The Panstarrs comet was travelling across the night’s sky this week and on Tuesday was about 163 million kilometres away.
Each night this week it was visible near the horizon of the western sky. It can be seen with the naked eye, but is better sighted with binoculars.
Dusk towards early evening was the best time to see it.
Wellington’s Carter Observatory astronomer John Field said the comet was right now between the Earth and the Sun, heading towards the Sun.
''It looks like a little bright star with a hazy tail,'' Field said.
The comet, officially known as Comet C/2011 L4, was discovered in June 2011 by the Panoramic Survey Telescope and Rapid Response System, or Panstarrs, in Hawaii.
Comet Panstarrs is believed to be a first-time visitor to Earth after being gravitationally bumped out from the Oort Cloud, a repository of small icy bodies located beyond Pluto in the solar system's back yard.

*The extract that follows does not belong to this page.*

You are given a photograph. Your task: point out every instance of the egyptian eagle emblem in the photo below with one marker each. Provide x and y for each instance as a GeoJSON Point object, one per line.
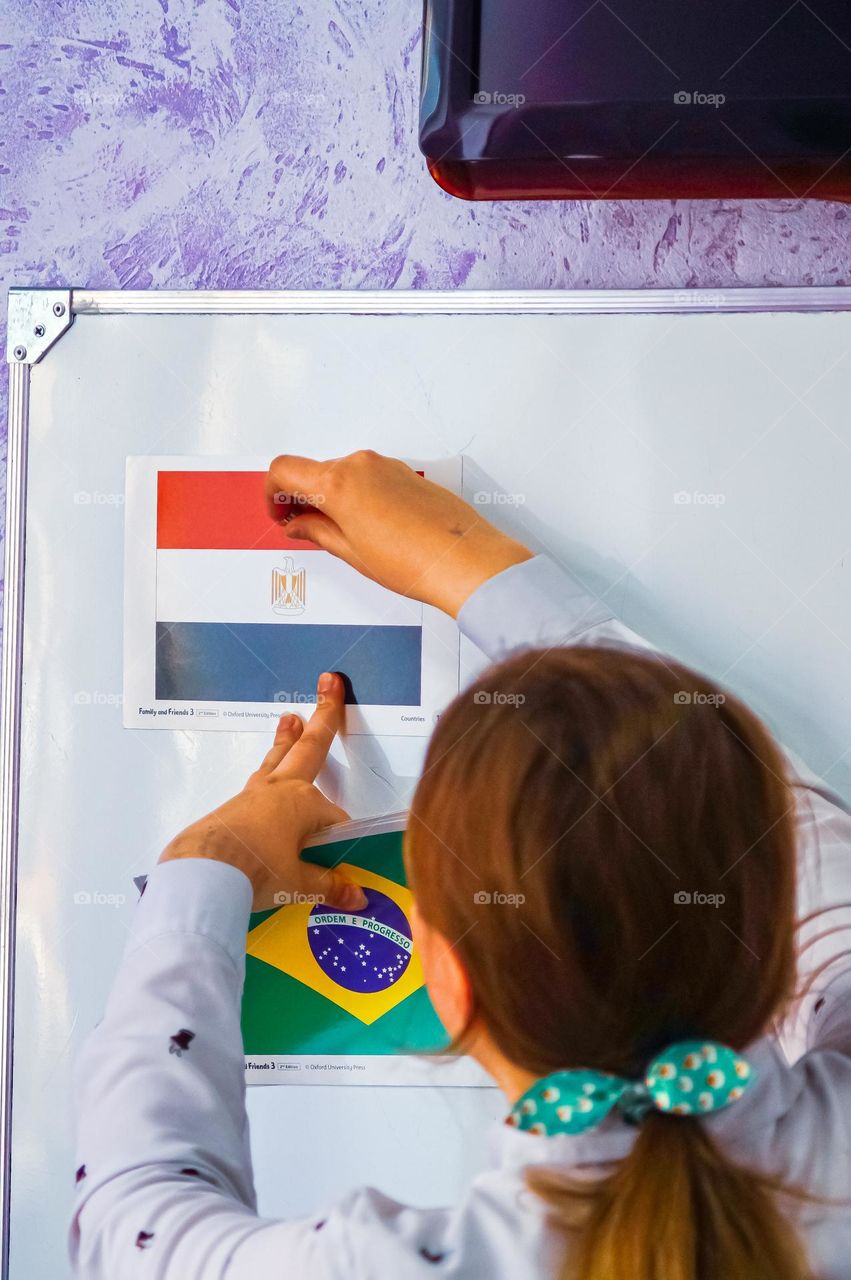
{"type": "Point", "coordinates": [288, 588]}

Comets, which are comprised of minerals, rocks and ice, are believed to be remnants from the formation of the solar system some 4.5 billion years ago.
As a comet approaches the Sun, some of its ice vaporises, creating an envelope of gas and dust, called a coma, around its body. The heating also generates two tails, each of which can be more than 1.6 million km long.
One tail is comprised of dust and the other is made of molecules ionized by sunlight.
Comet Panstarrs currently is inside the orbit of Mercury and brightening as it heads toward the Sun.
ANOTHER COMET COMING
Panstarrs may just be the warm-up act for another celestial visitor due to arrive in November.
If it is not destroyed by the Sun, comet Ison has the potential to be as bright as a full moon, possibly even visible in daylight.
Ison, which was discovered last year by two amateur astronomers in Russia, was expected to pass as close as 1.1 million kilometres from the surface of the Sun - about four times closer than Comet Panstarrs will pass during its closest approach to the Sun on Sunday.